I am taking BC continually.  I was on Lybrel for a few years (it’s the pill that has no off pills) and now I’m using the Nuvaring for 4 weeks and immediately switching to another.  I have endometriosis too and this has helped a lot with period pain but I have some other issues that cause continual pain that doesn’t have to do with my cycle.

Post # 11
293 posts
Helper bee
  • Wedding: August 2011

@socalmeli: “Everyone’s cycle is different, but everyone ovulates 14 days before their next period…” 

This is NOT true.  The time between ovulation and the first day of your menstrual period is called your luteal phase, and it is normally between 13 and 16 days.  14 days may be the average, but woman can have shorter or longer luteal phases.  For instance, mine is 15 days.  Some women who have luteal phases shorter than 10 days have trouble getting pregnant.  You are correct in implying that the time between ovulation and the first day of the next cycle is consistent from cycle to cycle, but from woman to woman it could be quite different.

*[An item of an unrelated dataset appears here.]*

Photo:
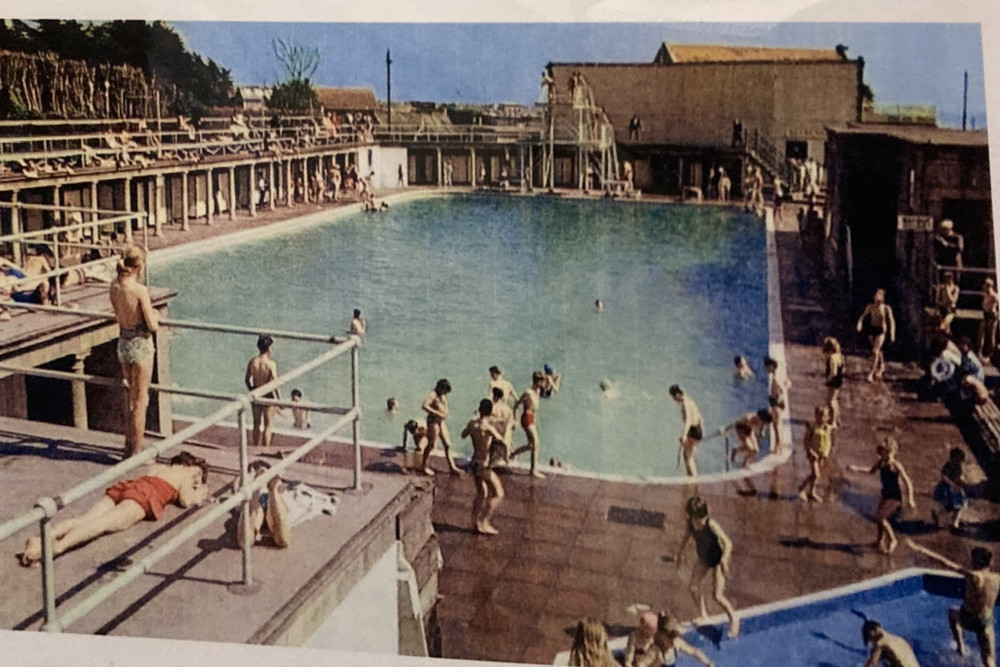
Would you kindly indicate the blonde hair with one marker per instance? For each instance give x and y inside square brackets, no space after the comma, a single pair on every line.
[890,446]
[590,645]
[132,259]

@nyebride: Charting may help you determine when you ovulate, but it would be most accurate without BC pills in your system at all.  I’d refer you to Taking Charge of Your Fertilitly, by Toni Weschler.  If you search for that book title on the forums here, you’ll find lots of discussion about it. 


Post # 13
158 posts
Blushing bee
  • Wedding: April 2011

@nyebride: I also have endometriosis and ran into the same issue.  My pharmacy changed me to the generic (they have to per my insurance if one is available) and my symptoms suddenly came back after years of being just fine.  My doc put me on a pill that doesn’t have a generic so they can’t switch it on me and I’ve been fine since. 

I took regular pills, though, so I had a brief “period” every month.  I didn’t have pain though.  The BCPs suppress ovulation and keep the uterine lining from thickening, so the bleeding it just a let down from the hormones, not an acutal period.  Talk to your doctor.  Sounds like you need different intervention.  Good luck!  I know how much it sucks.

Post # 14
510 posts
Busy bee
  • Wedding: September 2011

@Looopy: woah sorry, my bad.  The ‘medicine’ answer is 14 days.